Melati duduk di atas batu besar di tepi danau, wajahnya menghadap hamparan air yang tenang. Anton berada beberapa meter darinya, memegang ranting kecil yang ia gunakan untuk menggambar pola-pola abstrak di pasir basah. Tidak ada kata-kata di antara mereka, hanya suara alam—gemerisik daun diterpa angin, burung yang berkicau di kejauhan, dan sesekali bunyi riak kecil saat ikan melompat ke permukaan.
Melati memejamkan mata, merasakan angin lembut menyentuh wajahnya. Tapi pikirannya terus berputar, seperti air yang tak pernah benar-benar diam di dasar danau. Ada sesuatu yang ingin ia sampaikan pada Anton, namun lidahnya terasa berat. Ia terbiasa menyimpan segala rasa dalam-dalam, takut menjadi beban bagi orang lain.
Anton, di sisi lain, tidak pernah memaksa. Ia tahu Melati butuh waktu. Sikapnya seperti danau itu sendiri: luas, sabar, dan menerima.
“Air ini kelihatannya tenang, ya,” ujar Anton akhirnya, memecah keheningan.
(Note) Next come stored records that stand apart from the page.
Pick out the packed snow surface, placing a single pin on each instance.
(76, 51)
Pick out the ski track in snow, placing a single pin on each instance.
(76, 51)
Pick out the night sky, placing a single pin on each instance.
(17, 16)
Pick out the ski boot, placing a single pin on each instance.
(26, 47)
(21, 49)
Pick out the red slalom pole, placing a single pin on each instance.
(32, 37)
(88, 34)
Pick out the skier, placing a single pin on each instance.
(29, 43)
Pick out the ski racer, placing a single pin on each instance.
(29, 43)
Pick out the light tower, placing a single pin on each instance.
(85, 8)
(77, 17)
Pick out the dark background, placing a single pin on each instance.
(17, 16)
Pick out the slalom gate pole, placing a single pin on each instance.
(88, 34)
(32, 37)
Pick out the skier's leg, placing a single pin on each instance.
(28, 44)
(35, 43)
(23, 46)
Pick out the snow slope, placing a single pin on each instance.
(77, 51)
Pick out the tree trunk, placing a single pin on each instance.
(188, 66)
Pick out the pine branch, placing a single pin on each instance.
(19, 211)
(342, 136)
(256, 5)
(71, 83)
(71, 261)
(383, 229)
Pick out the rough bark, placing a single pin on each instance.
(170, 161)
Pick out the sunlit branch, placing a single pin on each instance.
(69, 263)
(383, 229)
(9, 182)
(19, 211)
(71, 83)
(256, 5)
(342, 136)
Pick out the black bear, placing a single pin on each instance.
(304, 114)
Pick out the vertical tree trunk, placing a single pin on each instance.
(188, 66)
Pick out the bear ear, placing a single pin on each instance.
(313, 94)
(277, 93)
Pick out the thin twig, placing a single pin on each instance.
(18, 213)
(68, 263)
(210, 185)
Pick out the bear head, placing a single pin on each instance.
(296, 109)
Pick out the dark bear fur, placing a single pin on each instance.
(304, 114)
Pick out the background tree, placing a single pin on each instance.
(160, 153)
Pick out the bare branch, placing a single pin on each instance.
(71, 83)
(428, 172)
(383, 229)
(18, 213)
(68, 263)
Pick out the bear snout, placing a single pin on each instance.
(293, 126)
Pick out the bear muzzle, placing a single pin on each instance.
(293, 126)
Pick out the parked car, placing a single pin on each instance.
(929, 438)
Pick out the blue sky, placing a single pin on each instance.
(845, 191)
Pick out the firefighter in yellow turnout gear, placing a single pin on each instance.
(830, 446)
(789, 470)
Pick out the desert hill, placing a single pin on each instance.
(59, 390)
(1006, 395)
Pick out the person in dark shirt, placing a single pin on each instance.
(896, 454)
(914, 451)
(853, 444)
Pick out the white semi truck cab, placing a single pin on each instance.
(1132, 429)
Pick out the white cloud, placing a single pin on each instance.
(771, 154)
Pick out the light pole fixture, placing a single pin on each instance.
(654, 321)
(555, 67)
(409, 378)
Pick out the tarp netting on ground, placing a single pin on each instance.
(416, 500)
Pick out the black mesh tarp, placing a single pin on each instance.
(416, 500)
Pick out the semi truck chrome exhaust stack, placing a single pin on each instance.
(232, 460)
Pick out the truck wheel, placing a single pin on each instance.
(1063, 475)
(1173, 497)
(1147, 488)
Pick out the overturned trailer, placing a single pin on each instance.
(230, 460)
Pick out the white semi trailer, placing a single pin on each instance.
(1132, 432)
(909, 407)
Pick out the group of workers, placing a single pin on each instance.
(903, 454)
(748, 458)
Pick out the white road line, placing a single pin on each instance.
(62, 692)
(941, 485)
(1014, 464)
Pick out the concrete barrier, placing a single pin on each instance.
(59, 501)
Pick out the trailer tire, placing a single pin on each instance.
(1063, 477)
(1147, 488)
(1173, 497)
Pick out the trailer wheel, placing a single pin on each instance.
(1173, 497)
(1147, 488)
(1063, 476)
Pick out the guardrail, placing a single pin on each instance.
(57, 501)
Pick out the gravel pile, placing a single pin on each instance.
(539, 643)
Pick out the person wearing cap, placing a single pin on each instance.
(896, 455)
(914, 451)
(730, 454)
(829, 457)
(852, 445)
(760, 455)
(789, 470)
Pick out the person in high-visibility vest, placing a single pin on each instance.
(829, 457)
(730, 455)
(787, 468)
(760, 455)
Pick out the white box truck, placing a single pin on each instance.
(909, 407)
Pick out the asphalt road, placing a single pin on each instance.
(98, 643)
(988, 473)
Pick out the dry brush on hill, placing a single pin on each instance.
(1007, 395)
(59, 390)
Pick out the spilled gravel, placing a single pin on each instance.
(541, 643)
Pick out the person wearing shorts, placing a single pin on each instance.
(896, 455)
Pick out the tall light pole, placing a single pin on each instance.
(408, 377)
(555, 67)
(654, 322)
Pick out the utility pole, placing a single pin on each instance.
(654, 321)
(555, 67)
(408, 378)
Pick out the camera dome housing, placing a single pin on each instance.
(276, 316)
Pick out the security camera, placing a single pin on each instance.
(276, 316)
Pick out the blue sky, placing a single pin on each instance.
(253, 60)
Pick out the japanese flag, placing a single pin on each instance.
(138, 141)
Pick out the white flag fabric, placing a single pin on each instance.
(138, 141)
Suaranya pelan, hampir seperti ia berbicara kepada dirinya sendiri.
Melati membuka mata dan menoleh. “Padahal, di bawahnya pasti ada arus yang terus bergerak.”
Anton tersenyum kecil, mengangguk setuju. “Seperti kita.”
Melati terdiam sejenak, lalu bertanya, “Maksudmu?”
Anton berdiri, melangkah mendekati air dan memandang ke permukaan yang memantulkan bayangannya. “Kita sering kelihatan tenang dari luar, tapi di dalam, banyak hal yang belum selesai. Banyak hal yang terus bergejolak.”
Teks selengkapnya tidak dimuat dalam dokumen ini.